Ms. Hughes will speak on “Behavioral Health Regulatory Focus: The Next 5 years” at Becker’s Behavioral Health Summit in June in Chicago. She sat down with Becker’s to discuss the growing need for behavioral healthcare and how behavioral health providers can evolve to keep up. 

Editor’s note: This conversation has been edited for length and clarity. 

Question: What are the trends that will define behavioral health in 2025? 

Veronica Hughes: The ongoing challenges of workforce shortages, particularly for inpatient and adult clinicians and physicians, is something we continue to monitor. This is a challenge as a nation, having to ensure that we have behavioral health clinicians to meet the rising need of behavioral health and mental health patients. It is outpatient as well. We’re seeing more and more people who are comfortable [with mental health]. We’re seeing a reduction in stigma when it comes to being able to say, “Yes, I have a mental health need, and I want this to be addressed holistically, when I go to my primary care physician.” Rising to that need is one of the things we’re seeing an increase of — the nation as well as an organization. 

Q: Are the workforce challenges you are facing evolving? 

VH: We are working to combat workforce shortages with telehealth for behavioral health patients, and we have platforms to support behavioral health consultations outside traditional behavioral health spaces. This ensures that our patients who are being treated for their medical conditions can also have their mental health conditions treated via telehealth services. In our primary care group, behavioral health integration will assist our physician offices to meet the needs of their patients through telehealth master’s level care managers so patients can get behavioral health supportive care for as long as five months. 

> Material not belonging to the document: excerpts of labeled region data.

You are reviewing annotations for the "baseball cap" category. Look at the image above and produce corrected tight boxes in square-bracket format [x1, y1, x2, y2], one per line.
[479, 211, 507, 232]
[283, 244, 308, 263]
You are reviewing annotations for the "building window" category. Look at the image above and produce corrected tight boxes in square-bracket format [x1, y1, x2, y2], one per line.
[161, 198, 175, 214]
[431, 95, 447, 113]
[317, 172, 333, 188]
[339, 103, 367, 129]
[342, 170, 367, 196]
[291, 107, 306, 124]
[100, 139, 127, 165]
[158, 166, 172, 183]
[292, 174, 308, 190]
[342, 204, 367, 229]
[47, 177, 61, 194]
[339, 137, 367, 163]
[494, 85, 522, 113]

Q: Have you found any solutions that have helped ease workforce challenges? 

VH: As far as our enterprise work, we’re looking at how all our different sites have accomplished meeting their workforce [needs], and are there opportunities to learn from one another? Our combination of Advocate Aurora and Atrium has given us the opportunity to see what has worked for others, and how we can incorporate that as a whole for all of us to be successful. Integrative work between the two areas of becoming a whole as Advocate Health is what is going to make us successful, and I think that’s been a big key piece. 

Q: What are the other big trends you’re watching? 

VH: As a leader in behavioral health as the third largest nonprofit health system in the country, we are working to holistically meet the needs of behavioral health patients within the hospital and in outpatient settings. Identifying opportunities to meet our patients’ needs and ensure ongoing stabilization with the use of technology is critical. AI is a big opportunity to ensure efficiencies. We continue to evaluate how AI can assist our clinicians and physicians and help ease their administrative burden in documentation. Doing so allows our workforce to spend more time connecting with our patients.